Work on massive data requires the compilation and curation of datasets as well as algorithmic and analytical tools to make sense of the data. I work on both aspects.
On the dataset compilation side, I am heavily involved with the sPlot project, which has the ambitious aim of building a massive global vegetation plot database with representation from all major regions. The group was founded in 2013 in a meeting at sDiv in Leipzig. We are currently soliciting contributions to the dataset – please contact me if you are interested! Already, the dataset has more than 1 000 000 plots from all continents. We have series of papers planned to submit in 2015.

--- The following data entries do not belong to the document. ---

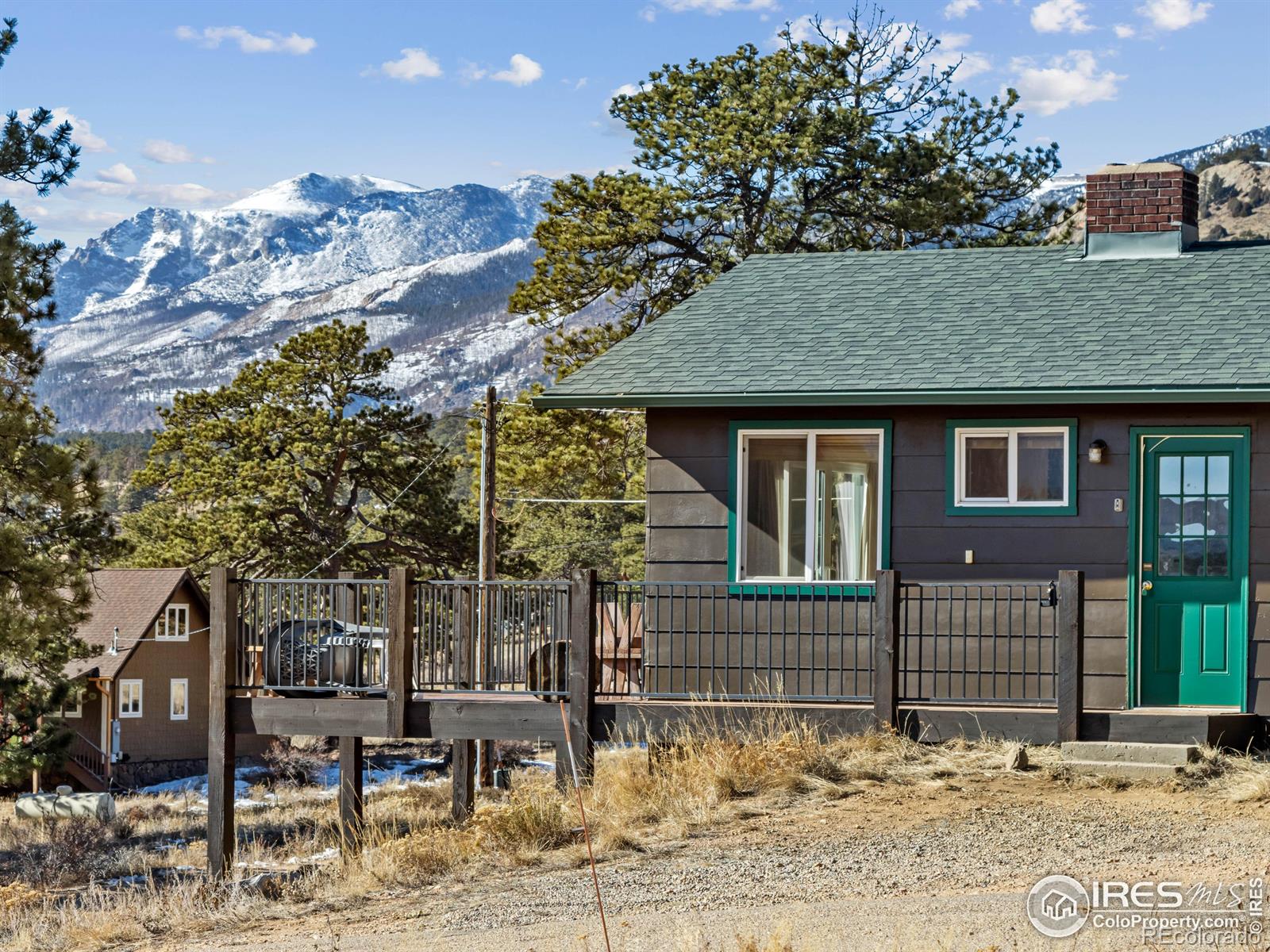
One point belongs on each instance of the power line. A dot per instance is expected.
(393, 501)
(581, 501)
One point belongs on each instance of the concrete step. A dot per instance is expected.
(1123, 768)
(1122, 752)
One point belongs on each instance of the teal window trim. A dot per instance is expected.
(1134, 543)
(950, 470)
(740, 587)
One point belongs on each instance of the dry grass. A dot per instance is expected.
(702, 776)
(1241, 778)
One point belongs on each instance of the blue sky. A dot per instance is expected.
(194, 105)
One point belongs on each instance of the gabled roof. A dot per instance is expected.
(131, 600)
(941, 327)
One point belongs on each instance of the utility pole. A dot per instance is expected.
(488, 537)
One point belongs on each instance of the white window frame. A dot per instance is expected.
(177, 609)
(126, 687)
(1011, 501)
(171, 698)
(743, 438)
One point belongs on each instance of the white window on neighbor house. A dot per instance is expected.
(810, 503)
(1013, 467)
(74, 706)
(130, 698)
(173, 625)
(178, 700)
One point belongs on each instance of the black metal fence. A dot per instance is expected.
(311, 636)
(492, 636)
(958, 643)
(676, 640)
(988, 643)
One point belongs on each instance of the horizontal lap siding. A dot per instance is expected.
(687, 514)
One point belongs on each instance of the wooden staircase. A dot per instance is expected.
(87, 765)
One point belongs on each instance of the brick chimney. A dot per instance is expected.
(1141, 211)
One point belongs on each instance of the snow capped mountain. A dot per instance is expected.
(173, 300)
(1191, 158)
(1067, 190)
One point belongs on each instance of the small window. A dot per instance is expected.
(810, 505)
(178, 702)
(130, 698)
(173, 625)
(999, 469)
(74, 706)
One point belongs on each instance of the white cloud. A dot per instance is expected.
(1174, 14)
(952, 50)
(711, 8)
(268, 42)
(412, 67)
(956, 10)
(83, 133)
(118, 173)
(1068, 80)
(1060, 16)
(181, 194)
(160, 150)
(520, 73)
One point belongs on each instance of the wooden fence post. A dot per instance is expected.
(222, 654)
(1070, 689)
(398, 666)
(887, 634)
(463, 757)
(351, 801)
(582, 679)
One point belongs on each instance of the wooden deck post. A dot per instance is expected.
(351, 801)
(398, 666)
(222, 635)
(1070, 689)
(463, 758)
(887, 634)
(582, 681)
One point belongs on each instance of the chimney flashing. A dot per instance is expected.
(1141, 209)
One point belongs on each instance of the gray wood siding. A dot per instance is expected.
(687, 514)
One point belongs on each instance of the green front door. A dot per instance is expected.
(1193, 568)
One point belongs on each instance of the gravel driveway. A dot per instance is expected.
(892, 869)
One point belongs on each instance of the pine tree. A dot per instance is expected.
(52, 530)
(854, 140)
(306, 463)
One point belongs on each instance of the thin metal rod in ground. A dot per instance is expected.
(586, 833)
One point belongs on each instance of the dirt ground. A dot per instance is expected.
(931, 867)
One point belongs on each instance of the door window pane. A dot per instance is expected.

My algorithmic work involves extensive collaboration with researchers at MADALGO, paricularly Constantinos Tsirogiannis. One set of projects involves ecologically-relevant computations on massive phylogenies. In our first algorithmic paper on the topic, we developed approaches to rapidly calculate MPD, PD, NRI and PDI, four common metrics used to describe phylogenetic community structure. Since then, we have extended to several other diversity measures, including beta diversity measures like PhyloSor and UniFrac. These are implemented in an open software package PhyloMeasures, which includes an R package.
In another project, I worked with the TRY plant trait data to estimate the degree of bias in which species have trait measurements and which do not. As many have speculated, the bias appears to be rather large, so being able to correct it will be crucial for any study where not all species have been measured.